Release 4.7.2 Configuration Classifications

Configuration classifications allow you to customize applications when you create a cluster. These often correspond to a configuration XML file for the application, such as hive-site.xml. For more information, see Configuring Applications.

emr-4.7.2 Classifications

Classifications Description

capacity-scheduler

Change values in Hadoop's capacity-scheduler.xml file.

core-site

Change values in Hadoop's core-site.xml file.

emrfs-site

Change EMRFS settings.

hadoop-env

Change values in the Hadoop environment for all Hadoop components.

hadoop-log4j

Change values in Hadoop's log4j.properties file.

hadoop-ssl-server

Change hadoop ssl server configuration

hadoop-ssl-client

Change hadoop ssl client configuration

hbase-env

Change values in HBase's environment.

hbase-log4j

Change values in HBase's hbase-log4j.properties file.

hbase-metrics

Change values in HBase's hadoop-metrics2-hbaase.properties file.

hbase-policy

Change values in HBase's hbase-policy.xml file.

hbase-site

Change values in HBase's hbase-site.xml file.

hdfs-encryption-zones

Configure HDFS encryption zones.

hdfs-site

Change values in HDFS's hdfs-site.xml.

hcatalog-env

Change values in HCatalog's environment.

hcatalog-server-jndi

Change values in HCatalog's jndi.properties.

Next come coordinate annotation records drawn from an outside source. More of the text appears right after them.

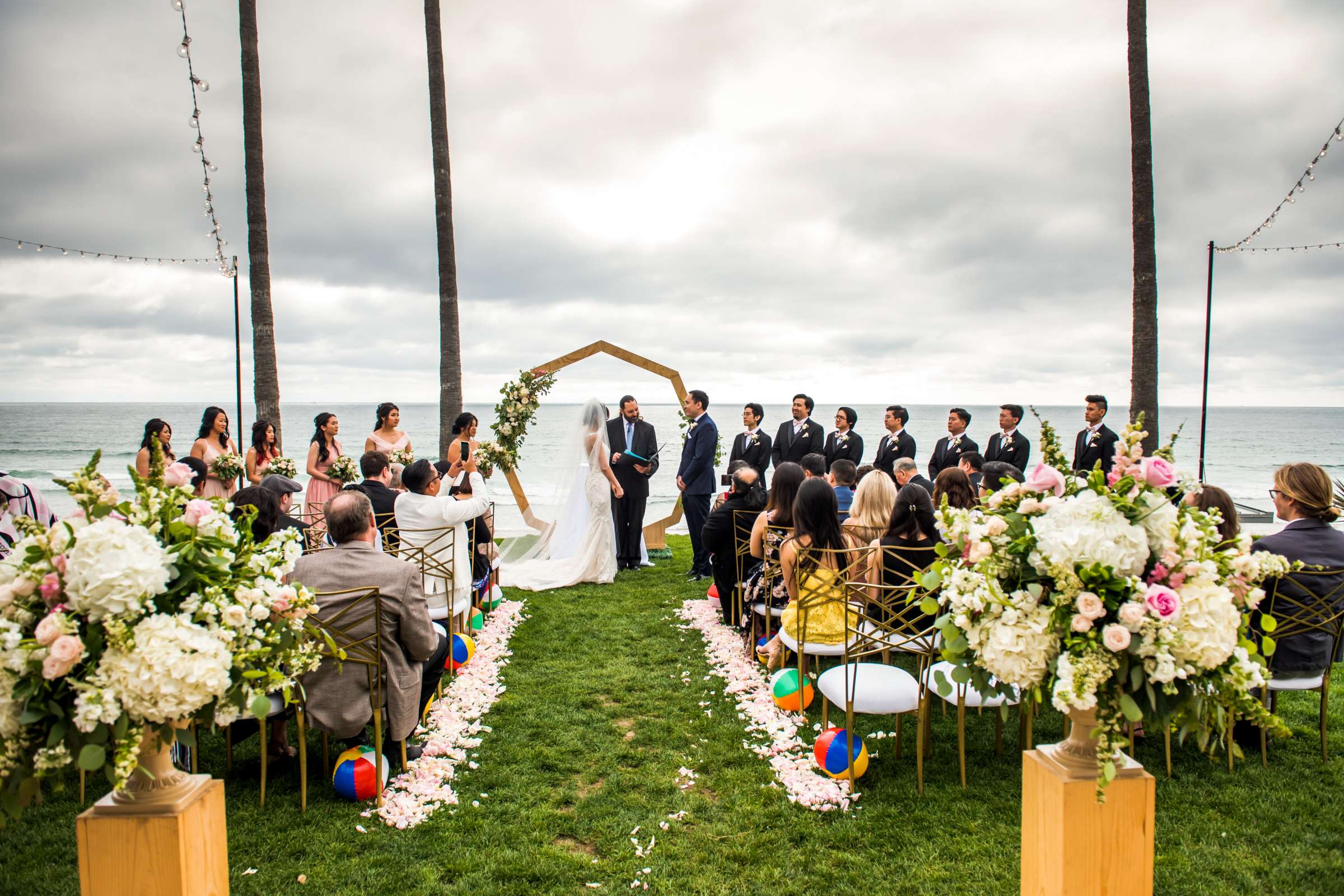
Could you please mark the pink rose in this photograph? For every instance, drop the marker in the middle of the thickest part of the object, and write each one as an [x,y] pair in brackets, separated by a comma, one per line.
[1090,606]
[1158,472]
[197,511]
[176,474]
[1161,602]
[66,649]
[1114,637]
[1046,479]
[49,629]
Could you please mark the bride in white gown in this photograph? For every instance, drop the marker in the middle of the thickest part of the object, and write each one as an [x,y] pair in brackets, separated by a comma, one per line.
[581,544]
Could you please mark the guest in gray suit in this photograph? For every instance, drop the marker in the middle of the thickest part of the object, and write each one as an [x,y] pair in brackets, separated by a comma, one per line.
[413,649]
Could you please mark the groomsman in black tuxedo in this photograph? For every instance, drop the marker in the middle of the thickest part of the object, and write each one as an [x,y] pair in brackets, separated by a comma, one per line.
[629,433]
[752,446]
[1097,442]
[696,479]
[800,436]
[844,444]
[949,449]
[1009,445]
[897,442]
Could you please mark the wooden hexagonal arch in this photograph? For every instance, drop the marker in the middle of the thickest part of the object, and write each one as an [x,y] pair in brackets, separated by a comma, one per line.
[655,534]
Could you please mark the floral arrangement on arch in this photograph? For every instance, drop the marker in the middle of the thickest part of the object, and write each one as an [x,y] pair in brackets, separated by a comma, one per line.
[522,398]
[1107,595]
[132,617]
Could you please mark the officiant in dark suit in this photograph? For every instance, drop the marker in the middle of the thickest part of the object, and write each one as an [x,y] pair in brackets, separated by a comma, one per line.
[631,433]
[799,437]
[752,446]
[696,479]
[949,449]
[1097,442]
[897,442]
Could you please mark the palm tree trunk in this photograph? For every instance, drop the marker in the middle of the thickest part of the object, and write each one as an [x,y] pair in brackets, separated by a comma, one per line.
[265,375]
[449,328]
[1143,376]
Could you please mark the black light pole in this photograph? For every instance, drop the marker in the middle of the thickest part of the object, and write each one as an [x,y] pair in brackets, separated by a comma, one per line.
[239,358]
[1208,321]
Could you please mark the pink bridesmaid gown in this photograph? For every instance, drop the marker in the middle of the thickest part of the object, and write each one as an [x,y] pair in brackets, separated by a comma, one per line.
[214,488]
[321,491]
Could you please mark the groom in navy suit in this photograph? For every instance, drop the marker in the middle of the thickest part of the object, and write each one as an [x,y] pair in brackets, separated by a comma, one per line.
[696,479]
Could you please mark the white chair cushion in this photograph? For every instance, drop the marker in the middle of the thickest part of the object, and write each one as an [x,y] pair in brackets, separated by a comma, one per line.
[973,698]
[878,689]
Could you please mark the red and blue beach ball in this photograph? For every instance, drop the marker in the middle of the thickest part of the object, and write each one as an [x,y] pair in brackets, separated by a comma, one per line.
[357,774]
[830,753]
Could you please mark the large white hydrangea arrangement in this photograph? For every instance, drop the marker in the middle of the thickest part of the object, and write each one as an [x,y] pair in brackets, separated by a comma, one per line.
[1104,594]
[139,613]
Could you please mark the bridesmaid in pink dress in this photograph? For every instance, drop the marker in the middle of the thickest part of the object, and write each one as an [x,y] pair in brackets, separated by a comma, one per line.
[212,441]
[386,437]
[321,452]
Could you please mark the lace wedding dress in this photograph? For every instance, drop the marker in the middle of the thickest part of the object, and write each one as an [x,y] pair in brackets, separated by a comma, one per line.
[580,547]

hcatalog-server-proto-hive-site

Change values in HCatalog's proto-hive-site.xml.

hcatalog-webhcat-env

Change values in HCatalog WebHCat's environment.

hcatalog-webhcat-log4j

Change values in HCatalog WebHCat's log4j.properties.

hcatalog-webhcat-site

Change values in HCatalog WebHCat's webhcat-site.xml file.

hive-env

Change values in the Hive environment.

hive-exec-log4j

Change values in Hive's hive-exec-log4j.properties file.

hive-log4j

Change values in Hive's hive-log4j.properties file.

hive-site

Change values in Hive's hive-site.xml file

hue-ini

Change values in Hue's ini file

httpfs-env

Change values in the HTTPFS environment.

httpfs-site

Change values in Hadoop's httpfs-site.xml file.

hadoop-kms-acls

Change values in Hadoop's kms-acls.xml file.

hadoop-kms-env

Change values in the Hadoop KMS environment.

hadoop-kms-log4j

Change values in Hadoop's kms-log4j.properties file.

hadoop-kms-site

Change values in Hadoop's kms-site.xml file.

mapred-env

Change values in the MapReduce application's environment.

mapred-site

Change values in the MapReduce application's mapred-site.xml file.

oozie-env

Change values in Oozie's environment.

oozie-log4j

Change values in Oozie's oozie-log4j.properties file.

oozie-site

Change values in Oozie's oozie-site.xml file.

phoenix-hbase-metrics

Change values in Phoenix's hadoop-metrics2-hbase.properties file.

phoenix-hbase-site

Change values in Phoenix's hbase-site.xml file.

phoenix-log4j

Change values in Phoenix's log4j.properties file.

phoenix-metrics

Change values in Phoenix's hadoop-metrics2-phoenix.properties file.

pig-properties

Change values in Pig's pig.properties file.

pig-log4j

Change values in Pig's log4j.properties file.

presto-log

Change values in Presto's log.properties file.

presto-config

Change values in Presto's config.properties file.

presto-connector-hive

Change values in Presto's hive.properties file.

spark

Amazon EMR-curated settings for Apache Spark.

spark-defaults

Change values in Spark's spark-defaults.conf file.

spark-env

Change values in the Spark environment.

spark-log4j

Change values in Spark's log4j.properties file.

spark-metrics

Change values in Spark's metrics.properties file.

sqoop-env

Change values in Sqoop's environment.

sqoop-oraoop-site

Change values in Sqoop OraOop's oraoop-site.xml file.

sqoop-site

Change values in Sqoop's sqoop-site.xml file.

tez-site

Change values in Tez's tez-site.xml file.

yarn-env

Change values in the YARN environment.

yarn-site

Change values in YARN's yarn-site.xml file.

zeppelin-env

Change values in the Zeppelin environment.

zookeeper-config

Change values in ZooKeeper's zoo.cfg file.

zookeeper-log4j

Change values in ZooKeeper's log4j.properties file.

Amazon EMR Release 4.7.1

Release 4.7.1 Application Versions

The following applications are supported in this release: Ganglia, Hadoop, HBase, HCatalog, Hive, Hue, Mahout, Oozie-Sandbox, Phoenix, Pig, Presto-Sandbox, Spark, Sqoop-Sandbox, Tez, Zeppelin-Sandbox, and ZooKeeper-Sandbox.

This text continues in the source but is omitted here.